Posted by jamesviscosi on October 5, 2008
Thanks to my parents’ ongoing efforts to clean junk out of their basement, I have been getting a steady stream of antediluvian scribblings (and typings). Here is a rather lengthy opus, most likely from when I was about ten, involving an alien saddled with a rather poor grasp of his own technology, not to mention a ridiculously hard to pronounce name.
The unusual thing here, aside from my untypical eschewal of the red ribbon, is that there are several spots where I evidently attempted to cover for typos by making them part of the story. (Evidently I was out of error-correcting fluid that day.) Hence we have Tom correcting the alien’s incorrect use of the indefinite article, the alien getting upset when Tom “mispronounces” his name, and the alien accidently slipping into his “natve tongue”.
I have no idea why Tom calls the alien “Gus”, which sounds nothing like “Xyculotl”, not even in the alien’s native tongue. I also can’t explain why I gave the alien an obviously Mesoamerican-derived name. It’s possible that I had recently seen the movie “Q: The Winged Serpent”, but that would date this to 1983 at the earliest and this story doesn’t seem like something that a fourteen-year-old me would have written. More likely, I had recently gotten hold of a copy of the old D&D manual “Deities and Demigods” (later renamed to “Legends and Lore”) and had been flipping through the section on the Aztec mythos, which was full of names like this.
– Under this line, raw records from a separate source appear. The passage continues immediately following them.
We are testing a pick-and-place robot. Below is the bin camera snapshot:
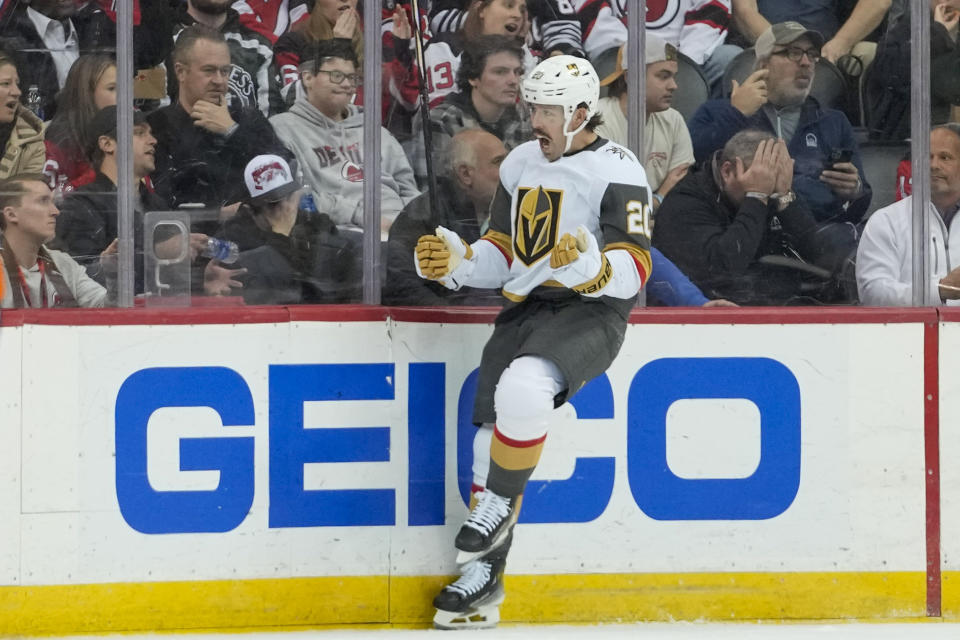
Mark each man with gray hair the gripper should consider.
[690,22,872,224]
[383,128,507,306]
[857,122,960,307]
[653,129,850,305]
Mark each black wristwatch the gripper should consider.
[776,189,797,211]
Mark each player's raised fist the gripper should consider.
[414,227,473,280]
[414,235,450,280]
[550,233,580,269]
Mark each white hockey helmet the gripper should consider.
[521,55,600,153]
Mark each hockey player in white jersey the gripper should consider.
[415,55,651,629]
This entry was posted on October 5, 2008 at 11:52 am and is filed under science fiction, Short Stories, Writing. Tagged: aliens, children, deities & demigods, dungeons and dragons, legends & lore, mesoamerica, transmogrification, typecasts, typewriters. You can follow any responses to this entry through the RSS 2.0 feed. You can leave a response, or trackback from your own site.











Dennis the Vizsla said
My father has a further theory about the origin of the alien’s name in this story:
Alyson said
Ha! “Prontoish”! Tom’s voice is very good – the whole pissed off kid thing flowed well. I love these blasts from the past.
Gina said
“Prontoish”…hehehe I guess you outgrew your red ink period.
almostgotit said
I think you should try writing children’s stories. They are just as hard to write, and as important, as grownup stories, if you are doing them right.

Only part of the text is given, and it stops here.